「ここ数十年のアケロニアは面白いよね。どこの国の社交界で王族や貴族たちと遭遇しても、皆ピシーッとした軍服姿でさ。たまに女性たちがドレス着てるかと思ったら、あれ下に軍服着てていつでもドレスを着脱できるって聞いたときはビックリしたよ」

 世界で最も有名な魔力使いの魔術師フリーダヤがしみじみ思い返している。
 彼は彼なりの行動規範によって、各国を旅していることが多い。現地で周囲に正体が露呈すると請われて宴席に招かれるため案外顔が広かった。

「うち、王侯貴族や、官僚なら平民も問答無用で軍属ですから」
「戦争しないのに何で軍装にこだわるの?」
「戦争しないと決めたからと言ったって、いつ敵と出くわしたり、戦争になるかわからないじゃないですか。タイアド王国とかタイアド王国とか」

 そもそもが、貴族全員を軍属にさせ、女性にも軍装を標準礼装にさせるに至った原因こそが、タイアド王国との関係摩擦だ。

 王太子妃として輿入れしたヴァシレウス大王の長女クラウディア王女を粗末に扱って早死にさせたタイアド王国は、今なおアケロニア王国の敵性国家である。

 軍服を纏っている間は、性別は女性でも男性と同等扱いと公示されているため、女性の礼法としてのカーテシーも行わず、男性と同じ手を胸に当ててお辞儀するボウアンドスクレープだったりする。

 ちなみにアケロニア王国の軍装の貴族女性はまさに男装の麗人となるため、他国のパーティーでは若いご令嬢のダンスパートナーとして大人気だ。
 背も高く、性格も顔立ちも男前のグレイシア王女様など競争率が高いのなんの。



 おやつの時間になって、オヤジさんがパンケーキを焼いてくれたので、食べながらお喋りの続きだ。

「パンケーキはお国柄が出るんだよね。皆、ふくらし粉を入れた甘い生地で大丈夫かな」
「あ、僕はクレープ生地のやつが食べたい!」
「了解」

 それでオヤジさんが作ってくれたのが、牛乳とミルク入りのクラシックパンケーキと、ルシウス希望のクレープタイプのパンケーキの2種類だ。

 クラシックパンケーキはふっくら厚みが出るよう焼き上げた甘い生地をバターとメープルシロップで。

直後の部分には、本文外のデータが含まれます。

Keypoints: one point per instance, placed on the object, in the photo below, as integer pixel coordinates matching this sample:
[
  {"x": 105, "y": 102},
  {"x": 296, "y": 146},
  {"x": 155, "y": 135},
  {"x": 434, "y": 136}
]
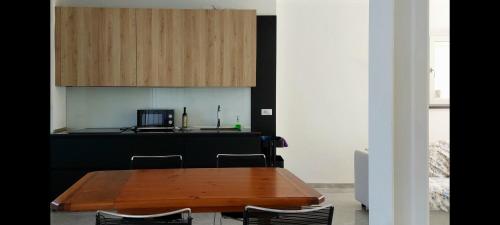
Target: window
[{"x": 439, "y": 86}]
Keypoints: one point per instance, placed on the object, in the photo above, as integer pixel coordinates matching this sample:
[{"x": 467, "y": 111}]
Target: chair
[
  {"x": 322, "y": 215},
  {"x": 156, "y": 162},
  {"x": 241, "y": 160},
  {"x": 179, "y": 217}
]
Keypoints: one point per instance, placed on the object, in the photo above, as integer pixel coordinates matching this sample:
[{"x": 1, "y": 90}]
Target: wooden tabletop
[{"x": 201, "y": 189}]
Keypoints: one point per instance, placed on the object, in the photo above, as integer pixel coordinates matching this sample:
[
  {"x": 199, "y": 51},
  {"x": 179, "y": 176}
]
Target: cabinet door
[
  {"x": 239, "y": 48},
  {"x": 160, "y": 47},
  {"x": 97, "y": 46},
  {"x": 196, "y": 48}
]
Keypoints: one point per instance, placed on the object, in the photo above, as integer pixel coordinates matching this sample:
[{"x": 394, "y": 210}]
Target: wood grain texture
[
  {"x": 201, "y": 189},
  {"x": 98, "y": 46},
  {"x": 196, "y": 48}
]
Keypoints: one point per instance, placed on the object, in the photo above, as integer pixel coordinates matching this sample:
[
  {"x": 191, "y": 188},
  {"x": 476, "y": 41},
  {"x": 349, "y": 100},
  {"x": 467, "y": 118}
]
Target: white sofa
[{"x": 361, "y": 177}]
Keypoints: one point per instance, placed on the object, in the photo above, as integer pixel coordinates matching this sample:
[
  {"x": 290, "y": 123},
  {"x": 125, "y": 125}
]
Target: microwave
[{"x": 155, "y": 118}]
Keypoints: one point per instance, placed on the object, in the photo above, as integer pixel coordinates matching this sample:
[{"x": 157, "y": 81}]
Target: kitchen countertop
[{"x": 189, "y": 131}]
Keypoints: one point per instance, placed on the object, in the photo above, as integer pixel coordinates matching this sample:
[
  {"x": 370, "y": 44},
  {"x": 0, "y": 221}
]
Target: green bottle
[{"x": 237, "y": 125}]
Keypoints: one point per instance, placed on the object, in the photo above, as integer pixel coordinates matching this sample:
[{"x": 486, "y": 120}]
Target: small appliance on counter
[{"x": 155, "y": 120}]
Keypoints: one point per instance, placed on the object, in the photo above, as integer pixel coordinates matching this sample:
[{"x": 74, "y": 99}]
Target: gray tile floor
[{"x": 347, "y": 212}]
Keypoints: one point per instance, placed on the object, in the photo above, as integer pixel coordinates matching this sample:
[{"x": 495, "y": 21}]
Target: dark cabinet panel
[
  {"x": 60, "y": 180},
  {"x": 158, "y": 145},
  {"x": 92, "y": 152}
]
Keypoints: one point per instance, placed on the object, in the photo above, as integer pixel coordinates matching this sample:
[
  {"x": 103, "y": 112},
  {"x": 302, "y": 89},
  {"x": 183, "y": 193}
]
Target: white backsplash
[{"x": 89, "y": 107}]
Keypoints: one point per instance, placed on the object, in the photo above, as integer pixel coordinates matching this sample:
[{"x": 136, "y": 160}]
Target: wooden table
[{"x": 201, "y": 189}]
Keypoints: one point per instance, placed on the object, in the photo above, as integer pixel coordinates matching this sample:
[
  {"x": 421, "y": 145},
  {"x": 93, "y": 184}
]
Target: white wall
[
  {"x": 116, "y": 107},
  {"x": 439, "y": 125},
  {"x": 322, "y": 86},
  {"x": 439, "y": 24},
  {"x": 398, "y": 112},
  {"x": 57, "y": 94}
]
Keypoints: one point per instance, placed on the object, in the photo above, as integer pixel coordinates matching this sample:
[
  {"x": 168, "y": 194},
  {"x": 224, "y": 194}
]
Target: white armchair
[{"x": 361, "y": 177}]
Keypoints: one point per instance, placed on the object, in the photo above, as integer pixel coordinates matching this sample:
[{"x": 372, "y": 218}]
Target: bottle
[
  {"x": 237, "y": 125},
  {"x": 184, "y": 119}
]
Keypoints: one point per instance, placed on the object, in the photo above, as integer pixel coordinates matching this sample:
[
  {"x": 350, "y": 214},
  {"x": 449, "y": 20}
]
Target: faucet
[{"x": 218, "y": 116}]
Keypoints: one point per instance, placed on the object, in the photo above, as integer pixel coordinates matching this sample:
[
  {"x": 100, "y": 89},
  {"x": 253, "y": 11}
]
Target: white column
[{"x": 398, "y": 107}]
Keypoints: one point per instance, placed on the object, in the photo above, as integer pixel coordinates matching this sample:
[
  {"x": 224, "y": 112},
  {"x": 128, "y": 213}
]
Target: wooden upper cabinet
[
  {"x": 155, "y": 47},
  {"x": 95, "y": 46},
  {"x": 196, "y": 48}
]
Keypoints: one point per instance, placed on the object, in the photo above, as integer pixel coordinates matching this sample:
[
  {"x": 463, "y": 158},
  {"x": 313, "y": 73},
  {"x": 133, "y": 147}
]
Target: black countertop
[{"x": 175, "y": 132}]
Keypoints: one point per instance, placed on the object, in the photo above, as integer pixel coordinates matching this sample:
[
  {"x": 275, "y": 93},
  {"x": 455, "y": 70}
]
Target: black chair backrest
[
  {"x": 174, "y": 217},
  {"x": 156, "y": 162},
  {"x": 241, "y": 160},
  {"x": 316, "y": 216}
]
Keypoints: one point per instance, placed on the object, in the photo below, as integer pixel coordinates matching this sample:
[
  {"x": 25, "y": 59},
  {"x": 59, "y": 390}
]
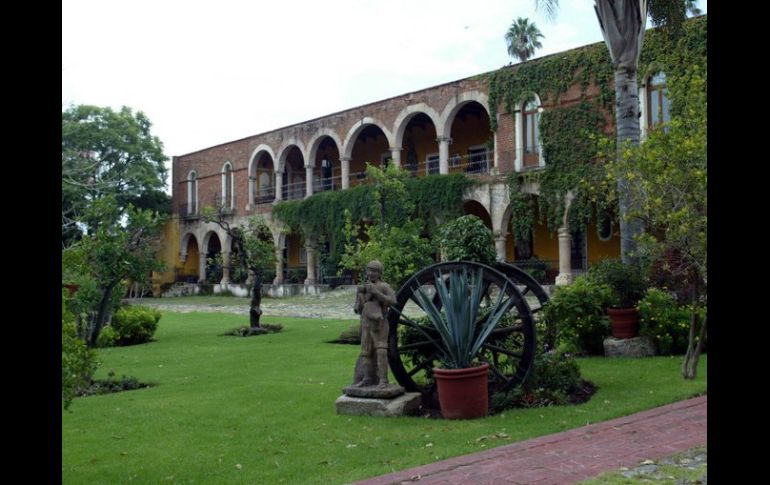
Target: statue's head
[{"x": 374, "y": 270}]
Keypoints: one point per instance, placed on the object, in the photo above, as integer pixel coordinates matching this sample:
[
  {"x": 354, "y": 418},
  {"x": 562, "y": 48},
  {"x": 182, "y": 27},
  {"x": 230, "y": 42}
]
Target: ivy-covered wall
[{"x": 569, "y": 131}]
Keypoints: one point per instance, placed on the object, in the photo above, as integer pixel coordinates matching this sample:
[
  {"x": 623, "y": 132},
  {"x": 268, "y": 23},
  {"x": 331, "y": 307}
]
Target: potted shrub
[
  {"x": 628, "y": 287},
  {"x": 462, "y": 382}
]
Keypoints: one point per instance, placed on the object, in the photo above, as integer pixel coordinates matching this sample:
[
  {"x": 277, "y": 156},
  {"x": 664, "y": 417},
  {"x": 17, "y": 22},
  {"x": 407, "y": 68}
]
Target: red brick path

 クレープタイプのものは、卵多めの緩い生地を薄焼きにして折りたたんだ、もっちり食感で甘くないタイプ。
 こちらはジャムやクリームを添えて。
 ちょうどオヤジさんが手作りしたばかりのベリーのジャムを出してくれた。

「アケロニア王国は王女様もご懐妊なんだろ? 坊主の兄貴の嫁さんより予定日がちょっと早そうだね」

 おやつ希望の人数分のパンケーキを作り終えたオヤジさんが一休み、とお茶を飲んでいる。

「お生まれになったら、グレイシア王女様以来の王族の誕生だね。お祭りになるだろうな〜」
「ルシウスの甥っ子か姪っ子も同い年になるんだよな。ご学友になるんじゃね?」
「どうかなあ。今の王族の皆さんと僕の父様がすごく仲が良いから、兄さんや子供の世代はちょっと距離を置くかもしれない」

 今の王家とルシウスのリースト伯爵家は何かと因縁有りの仲の良さだが、あまり親しくしすぎると伯爵家から爵位を上げられて王族派として担ぎ上げられかねない。

 その辺の距離の取り方は結構重要だった。